Thanks for reporting on this, Jim. I hadn’t been following the news about this trial.

jerry

March 7th, 2014

First there is a disqualified philosopher followed by Mark Regnerus who has been essentially thrown under a bus by his own university department and the national organization and then a Canadian economist who believes gays are going to hell. If you had added that they wanted to put the minister of medicine for Uganda on the stand to testify I would have known I was going down the rabbit hole with no possibility of return.
I feel sorry for the judge who had to listen to this bilge.

wayne

March 7th, 2014

…suggest you go to the website of the certified anti-gay hate group, “Ruth Institute” and check out who is in its’ “Circle of Experts”……….

enough already

March 8th, 2014

I wonder if all this self-congratulatory back-patting is not premature?
What do we know about the judge? Is he not a very far right, ultra-conservative Christian?
We’ve seen Mormon judges take Regnerus’ study as ‘gospel truth’ (maybe it’s one of the texts dear Mr. Smith ‘lost’).
I won’t rest easy until we hear the judgement.
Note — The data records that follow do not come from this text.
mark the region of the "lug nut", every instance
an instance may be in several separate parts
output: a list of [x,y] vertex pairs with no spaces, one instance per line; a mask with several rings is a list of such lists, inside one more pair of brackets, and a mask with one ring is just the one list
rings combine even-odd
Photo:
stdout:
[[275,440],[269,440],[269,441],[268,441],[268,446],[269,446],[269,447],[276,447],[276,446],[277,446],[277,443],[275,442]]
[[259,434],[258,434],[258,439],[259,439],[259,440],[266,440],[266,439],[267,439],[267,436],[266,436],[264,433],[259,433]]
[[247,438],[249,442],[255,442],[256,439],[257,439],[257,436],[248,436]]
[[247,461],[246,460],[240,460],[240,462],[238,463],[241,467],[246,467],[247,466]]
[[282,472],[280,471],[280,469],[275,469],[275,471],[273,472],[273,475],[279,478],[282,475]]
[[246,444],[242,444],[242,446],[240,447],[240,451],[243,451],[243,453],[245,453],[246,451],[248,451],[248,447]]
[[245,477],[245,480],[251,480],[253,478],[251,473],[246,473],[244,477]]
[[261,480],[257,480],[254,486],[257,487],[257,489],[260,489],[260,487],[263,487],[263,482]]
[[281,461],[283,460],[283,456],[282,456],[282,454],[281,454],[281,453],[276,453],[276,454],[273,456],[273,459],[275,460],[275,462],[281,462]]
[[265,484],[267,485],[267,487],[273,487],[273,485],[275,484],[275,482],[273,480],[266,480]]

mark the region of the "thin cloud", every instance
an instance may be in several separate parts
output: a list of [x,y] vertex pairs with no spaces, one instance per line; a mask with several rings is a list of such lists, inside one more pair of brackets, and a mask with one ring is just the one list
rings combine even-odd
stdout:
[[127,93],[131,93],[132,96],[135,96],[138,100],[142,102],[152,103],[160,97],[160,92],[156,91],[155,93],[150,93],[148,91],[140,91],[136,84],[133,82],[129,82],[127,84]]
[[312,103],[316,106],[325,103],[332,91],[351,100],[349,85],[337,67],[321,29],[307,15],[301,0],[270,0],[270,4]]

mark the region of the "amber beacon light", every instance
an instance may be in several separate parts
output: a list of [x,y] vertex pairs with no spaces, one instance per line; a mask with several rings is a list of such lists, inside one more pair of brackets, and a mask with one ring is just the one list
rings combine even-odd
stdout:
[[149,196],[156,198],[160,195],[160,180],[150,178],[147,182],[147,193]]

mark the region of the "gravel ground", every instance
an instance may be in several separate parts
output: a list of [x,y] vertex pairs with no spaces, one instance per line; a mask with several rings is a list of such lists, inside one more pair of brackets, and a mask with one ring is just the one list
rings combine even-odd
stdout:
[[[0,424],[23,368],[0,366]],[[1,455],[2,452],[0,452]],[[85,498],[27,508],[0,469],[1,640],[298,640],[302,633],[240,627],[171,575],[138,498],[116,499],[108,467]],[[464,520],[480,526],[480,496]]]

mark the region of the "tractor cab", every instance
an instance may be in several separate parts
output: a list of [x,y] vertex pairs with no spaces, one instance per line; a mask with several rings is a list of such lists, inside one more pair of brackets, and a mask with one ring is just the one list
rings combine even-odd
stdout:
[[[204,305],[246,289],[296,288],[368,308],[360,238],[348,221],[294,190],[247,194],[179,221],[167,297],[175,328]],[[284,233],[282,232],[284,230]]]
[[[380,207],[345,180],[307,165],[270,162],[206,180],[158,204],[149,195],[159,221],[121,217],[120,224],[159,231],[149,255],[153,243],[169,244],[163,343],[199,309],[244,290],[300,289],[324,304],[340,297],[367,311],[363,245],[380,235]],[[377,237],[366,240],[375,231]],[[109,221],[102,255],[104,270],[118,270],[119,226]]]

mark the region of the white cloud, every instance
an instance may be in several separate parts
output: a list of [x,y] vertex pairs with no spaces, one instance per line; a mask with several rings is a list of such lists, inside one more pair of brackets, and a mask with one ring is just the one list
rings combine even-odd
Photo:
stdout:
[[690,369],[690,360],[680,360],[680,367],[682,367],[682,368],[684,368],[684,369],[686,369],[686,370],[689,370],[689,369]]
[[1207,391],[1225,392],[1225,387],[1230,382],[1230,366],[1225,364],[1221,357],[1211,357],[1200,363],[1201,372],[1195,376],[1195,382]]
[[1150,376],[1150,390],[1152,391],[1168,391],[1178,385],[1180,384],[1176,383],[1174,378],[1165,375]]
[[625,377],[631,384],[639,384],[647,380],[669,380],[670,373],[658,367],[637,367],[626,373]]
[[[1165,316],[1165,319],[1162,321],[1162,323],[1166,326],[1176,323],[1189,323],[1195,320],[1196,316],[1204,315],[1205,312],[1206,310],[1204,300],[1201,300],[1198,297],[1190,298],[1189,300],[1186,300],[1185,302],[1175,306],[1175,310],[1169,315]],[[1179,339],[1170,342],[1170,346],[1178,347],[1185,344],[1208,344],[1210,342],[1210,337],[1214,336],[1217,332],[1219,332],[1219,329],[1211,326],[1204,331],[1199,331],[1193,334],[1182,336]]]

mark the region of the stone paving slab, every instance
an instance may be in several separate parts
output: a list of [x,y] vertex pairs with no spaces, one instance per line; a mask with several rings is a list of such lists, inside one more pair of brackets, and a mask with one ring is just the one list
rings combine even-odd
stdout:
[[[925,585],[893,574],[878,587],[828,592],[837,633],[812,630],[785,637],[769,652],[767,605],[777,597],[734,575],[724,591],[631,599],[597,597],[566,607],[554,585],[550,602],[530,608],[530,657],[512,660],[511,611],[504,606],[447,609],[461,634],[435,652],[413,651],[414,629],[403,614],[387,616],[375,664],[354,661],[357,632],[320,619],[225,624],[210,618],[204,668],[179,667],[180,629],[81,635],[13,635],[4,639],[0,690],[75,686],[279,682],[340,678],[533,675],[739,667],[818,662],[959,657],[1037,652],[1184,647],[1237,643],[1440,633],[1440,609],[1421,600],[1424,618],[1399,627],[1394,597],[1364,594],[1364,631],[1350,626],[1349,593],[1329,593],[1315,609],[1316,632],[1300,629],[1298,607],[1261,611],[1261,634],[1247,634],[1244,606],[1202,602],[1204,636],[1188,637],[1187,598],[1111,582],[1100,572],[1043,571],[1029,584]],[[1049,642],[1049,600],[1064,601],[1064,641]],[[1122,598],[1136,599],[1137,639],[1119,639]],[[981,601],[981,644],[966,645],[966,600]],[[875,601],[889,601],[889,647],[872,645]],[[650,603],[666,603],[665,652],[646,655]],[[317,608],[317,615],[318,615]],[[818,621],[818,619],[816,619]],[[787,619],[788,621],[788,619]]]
Of course, the Christians will appeal it, as they always do.
Question: What ever happened to the Florida case in which the judge ordered Regnerus’ papers be turned over to the court?

Jay

March 9th, 2014

enough already: the judge is a conservative, but he is not a Christian. He is a Jew. I do not think that he is going to be impressed by Allen and Regnerus’s faith-based sociology.

Timothy Kincaid

March 9th, 2014

Reminder: this case was not originally a marriage case.

The law in Michigan prohibits second parent adoption to non-spouses. The lesbian couple sued to get joint parental rights, claiming that the law discriminated against them on the basis of sexual orientation.

Judge Friedman told them that their problem wasn’t with the adoption laws, which wasn’t discriminating against them on the basis of sexual orientation. Rather, their problem was that the marriage laws didn’t let them meet the criteria due to anti-gay discrimination. And then he told them that if they wanted to refile the case as a marriage discrimination case he’d hear it.

The presumption is that the judge is willing to overturn the anti-gay ban.

ken

March 9th, 2014

Does anyone know if there is a transcript of Regnerus’ testimony available online ?

Paul

April 30th, 2014

If gay-marriage is to be legalized and homosexuality made acceptable in society, is there any legal reason as to why we should ban incest, pedophilia, sex with animals, necrophilia etc ? After all they too are just other forms of love, sexual orientations, sexual preferences and other “norms” ? Moreover, if gay-marriage is legalized, should bisexual-marriage also be legalized so threesome marriages be normalized like in Brazil ?

Timothy Kincaid

May 1st, 2014

Paul,

You are factually mistaken. Three person marriage is not legal in Brazil. In fact polygamy is only legal in parts of the world (such as Africa and the Middle East) which are extremely hostile to homosexuality. There is a correlation between anti-gay laws and polygamy.

Ben in Oakland

May 1st, 2014

Paul, dear…

Of a man can marry a woman. Why can’ the marry three?

Answer that, and you’ll have a point.

Ben in Oakland

May 1st, 2014

And Paul,

You might want to google “christian polygamy in Africa”.

Richard Rush

May 1st, 2014

Paul, you fell right into the trap of unwittingly admitting that you have no genuine arguments against same-sex marriage. If you did have genuine arguments, you wouldn’t have had to immediately segue into talking about irrelevant things in order to scare gullible people. If you want to talk about the merits of legalizing man/dog marriage, please feel free, but don’t pretend it has something to do with two adult men or women building a life together.